After Chan fends off against Cougar's thugs at his junkyard, Cougar is once again arrested when Chan provides a false testimony under the guidance of Interpol agent Steve Cannon. However, Cougar's thugs raid the police station and spring him out of jail. The thugs kill all but Cannon, who kills Cougar's girlfriend before they get away. Cougar then destroys the junkyard and injures Chan's father Chun Tung  before taking his younger sisters Dai Mui and Sai Mui hostage to force Chan to race him in Japan.

Chan and his racing team build him a yellow Mitsubishi Lancer Evolution III race car and prepare for his upcoming race, receiving permission from the police to drive it on the expressway. They arrive in Japan, where Chan storms into and destroys a pachinko hall owned by a yakuza gang before Cougar allows Dai Mui to reunite with her brother. Chan makes the starting grid at Sendai Hi-Land Raceway, but his car is destroyed in a collision. Feeling sympathy for Chan, Miss Kenya, the daughter of a Mitsubishi Motors executive, supplies him with two brand-new white Mitsubishi GTO race cars and a supply of Advan tires for the race.

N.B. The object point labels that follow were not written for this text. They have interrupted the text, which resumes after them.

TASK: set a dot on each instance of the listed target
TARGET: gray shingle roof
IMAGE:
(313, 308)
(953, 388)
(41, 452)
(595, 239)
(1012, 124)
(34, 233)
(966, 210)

Chan starts at the back of the field, but muscles his way toward the front, despite a 30-second pit penalty and other distractions caused by Amy, but facilitated by the high number of retiring racers. He approaches and battles Cougar for the lead. During the final lap, both cars slide off the track into the gravel pit, facing each other as they struggle to get back on the road. Cougar gets out first, but Chan floors it in reverse before both cars cross the line in a photo finish. Chan wins the race during the spin back forward when his front end touches the finish line first. Cougar attempts to flee from the police, but Chan chases him around the circuit before sending him crashing violently off the track. Chan pulls Cougar out of the burning wreckage for the police to arrest him, and Cannon reveals that he and his team rescued Sai Mui. He then reconciles with Amy and kisses her.

Cast
 Jackie Chan as Chan Foh To / Feng Jim / (Alfred Tung in the U.S. version) (doubled by Chin Kar Lok, Collin Chou and Sam Wong)
 Anita Yuen as Amy Yip / (Amy Ip in the U.S. version)
 Michael Wong as Steve Cannon
 Thorsten Nickel as Warner "Cougar" Krugman
 Rebecca Penrose as Cougar's Girlfriend
 Chor Yuen as Uncle Chan Chun Tung, Foh's father (Alfred's father in the U.S. version) (as Chor Yun)
 Wu Oi-Yan as Dai Mui (Daphne in US version) (as Daisy Wu Oi-Yan)
 Annie Man as Sai Mui / Xiao Wei (Sammi in the U.S. version) (as Man Chung-Han)
 Yūzō Kayama as Coach Murakami
 Kenya Sawada as Saw
 Ken Lo as Kong (as Low Houi Kang)
 Dayo Wong as Mr. Lam (as Wong Tze-Wah)
 Chin Kar-lok as Mirakami's assistant (Ka Lok Chin in the U.S. version) (Chin Ka-Lok in the German version)
 Corey Yuen as The Doctor (Corey Yen in the U.S. version) (Cory Yuen in the German version)
  as Miss Kenya
 Yung Kam-Cheong as Mechanic Cheong (as Peter Yung Kam-Cheong)
 William Tuen as Koo / Ku / Saw's thug
 Bruce Law as Bruce (as Bruce Law Lai Yin)
 Patrick Han as John
 Joseph Cheung as Traffic Officer Joe
 Lam Wai-Kong as Inspector Cheung (Joe in the U.S. version)

Production
Filming took place on several race track locations, including Japan's Sendai Hi-Land Raceway and the Batu Tiga Circuit in Shah Alam, Malaysia.  Variety estimated the budget at almost  ().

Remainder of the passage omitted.